Primary Informant: “But, like in the house?”
Secondary Informant: “That’s like the pastime, dude.”
Primary Informant: “Okay, in the house, for sure. And he’s playing soccer in the house and he, like, kicks the ball over to the wall and ,like, you just see this little thing just like start running across the… and you just see the guy, like, freak out. He’s just like, ‘What the hell?’
Lavelle: “Is it… fake?”
Secondary Informant: “It looks genuine.”
Primary Informant: “I mean, the only thing is, it’s, like, terrible quality, so you can’t really tell. It looks like a cell phone camera.”
Secondary Informant: “Yeah, but do you really think someone would wanna go out of their way to…”
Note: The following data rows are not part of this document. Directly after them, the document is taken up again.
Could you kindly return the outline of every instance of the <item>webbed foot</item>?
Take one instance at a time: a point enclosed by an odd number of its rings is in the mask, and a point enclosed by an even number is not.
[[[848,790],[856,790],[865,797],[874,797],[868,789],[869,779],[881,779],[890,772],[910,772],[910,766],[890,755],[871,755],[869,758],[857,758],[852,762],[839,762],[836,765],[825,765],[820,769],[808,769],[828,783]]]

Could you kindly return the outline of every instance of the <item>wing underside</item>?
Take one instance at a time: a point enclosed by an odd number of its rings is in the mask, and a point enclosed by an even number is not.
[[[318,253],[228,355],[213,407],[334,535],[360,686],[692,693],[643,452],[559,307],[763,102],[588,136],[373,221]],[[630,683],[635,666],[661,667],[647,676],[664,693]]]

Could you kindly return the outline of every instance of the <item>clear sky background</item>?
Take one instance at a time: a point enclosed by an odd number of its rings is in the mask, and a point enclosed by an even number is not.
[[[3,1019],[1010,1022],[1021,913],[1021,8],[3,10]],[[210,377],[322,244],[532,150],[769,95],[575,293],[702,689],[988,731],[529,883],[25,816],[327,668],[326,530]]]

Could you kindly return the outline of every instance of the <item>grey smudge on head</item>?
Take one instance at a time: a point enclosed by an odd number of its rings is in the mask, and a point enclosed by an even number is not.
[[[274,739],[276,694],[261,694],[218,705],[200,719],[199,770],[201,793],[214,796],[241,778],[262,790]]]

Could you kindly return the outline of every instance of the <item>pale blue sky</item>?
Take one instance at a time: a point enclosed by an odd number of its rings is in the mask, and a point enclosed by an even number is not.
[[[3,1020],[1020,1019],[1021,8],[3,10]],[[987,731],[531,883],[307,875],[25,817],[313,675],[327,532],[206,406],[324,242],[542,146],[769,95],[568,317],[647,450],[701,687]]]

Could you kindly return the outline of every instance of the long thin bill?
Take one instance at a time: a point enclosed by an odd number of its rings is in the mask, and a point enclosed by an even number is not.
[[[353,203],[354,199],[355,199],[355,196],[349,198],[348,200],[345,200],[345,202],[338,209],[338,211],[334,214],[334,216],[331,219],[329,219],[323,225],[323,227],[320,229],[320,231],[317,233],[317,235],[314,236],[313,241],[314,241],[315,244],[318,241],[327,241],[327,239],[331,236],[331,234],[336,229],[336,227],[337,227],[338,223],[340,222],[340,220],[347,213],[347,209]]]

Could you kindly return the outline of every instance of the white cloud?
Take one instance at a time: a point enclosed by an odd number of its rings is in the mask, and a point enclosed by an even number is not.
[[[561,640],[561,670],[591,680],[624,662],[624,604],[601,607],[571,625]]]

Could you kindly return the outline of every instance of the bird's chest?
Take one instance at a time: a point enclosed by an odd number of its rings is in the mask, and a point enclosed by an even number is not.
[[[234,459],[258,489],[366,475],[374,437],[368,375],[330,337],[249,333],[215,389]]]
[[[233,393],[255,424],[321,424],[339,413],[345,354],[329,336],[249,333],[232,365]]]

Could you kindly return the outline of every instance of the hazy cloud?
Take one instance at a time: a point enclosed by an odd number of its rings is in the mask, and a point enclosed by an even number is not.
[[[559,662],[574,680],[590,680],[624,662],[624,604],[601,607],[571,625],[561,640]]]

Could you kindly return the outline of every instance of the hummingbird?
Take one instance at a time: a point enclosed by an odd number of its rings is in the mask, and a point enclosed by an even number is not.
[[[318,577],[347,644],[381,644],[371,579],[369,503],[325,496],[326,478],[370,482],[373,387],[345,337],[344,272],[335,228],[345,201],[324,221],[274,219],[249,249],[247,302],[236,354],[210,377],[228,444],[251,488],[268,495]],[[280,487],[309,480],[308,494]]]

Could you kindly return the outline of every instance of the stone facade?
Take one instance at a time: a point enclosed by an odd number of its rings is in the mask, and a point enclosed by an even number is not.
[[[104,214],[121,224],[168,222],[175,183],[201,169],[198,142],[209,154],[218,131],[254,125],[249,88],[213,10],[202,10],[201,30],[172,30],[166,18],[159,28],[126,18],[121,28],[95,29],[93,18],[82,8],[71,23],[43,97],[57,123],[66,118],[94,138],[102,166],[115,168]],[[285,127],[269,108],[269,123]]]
Primary Informant: “To make that up?”
Secondary Informant: “Yeah.”
Primary Informant: “I mean, maybe.”
Both informants who shared information about los duendes are of Mexican descent and heard this story from their families and friends. This story was shared in the primary informant’s apartment. We spent the afternoon sharing stories and combining the information we all had about each legend. These stories are important to the informants because they have been passed on from the older generations in their families. Because they value their older relatives, they value and enjoy the stories they’ve been told.
What I found interesting about this exchange is how it became obvious that my secondary informant was more open to the possibility of these supernatural beings actually existing, while my primary informant was growing more skeptical.